Laura Iliescu, Manager of Patient Advocacy & Engagement, Center for Rare Diseases, is an adventurer and explorer. She dives into challenges the clinical development industry faces head-on, always putting patients and their experiences first. Here are some fun facts about Laura and her journey into the drug development world.
In your opinion, what is the biggest challenge our industry faces today?
Clinical research lags behind other healthcare settings when it comes to shifting towards a patient-centered paradigm. When a clinical program is envisioned, scoped, and implemented, it’s not typically approached as being a service for patients. Developing trials around patients and products instead of just products is a sophisticated, cutting-edge practice that only the most forward-thinking sponsors have mastered. It takes adopting a service design approach throughout the clinical development process and that’s a momentous shift. It places the patient’s lived experience at the center of both study development and implementation to set patients up for success as participants. That takes the combined efforts of sponsors and CROs, and my work in the Center for Rare Diseases focuses directly on this aspect to de-risk rare disease clinical programs.
Studies need to fit the lives of participants, whether that’s patients or the caregivers who support them. Studies that fail to do this face enormous risks. With thousands of rare diseases without an approved treatment to date—that’s a risk we can’t afford to take.
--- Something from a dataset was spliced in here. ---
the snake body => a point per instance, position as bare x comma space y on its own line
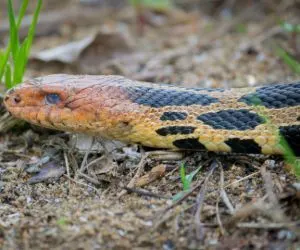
161, 115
Why did you become involved in clinical research?
I had two very compelling reasons. The first is that working with rare disease patient advocacy communities really showed me what a clinical trial can mean for individuals living with a rare condition. It’s a long-awaited milestone for rare communities and a unique source of both healthcare and hope to patients and families. Participating in a trial can be one of the most important parts of a rare disease patient’s health journey. Working to help ensure that journey is a path to success for both patients and studies is something I’m very passionate about.
The second was PRA’s Center for Rare Diseases and the excellence of our multidisciplinary team. The Center’s vision that clinical trials must evolve to be recognized as care pathways that are as important as standard of care immediately resonated with me. The Center is a true place of innovation. It has been a pioneer in developing patient-centered approaches to designing and implementing rare disease clinical programs.
In your experience, what has been the most important factor that has changed drug development?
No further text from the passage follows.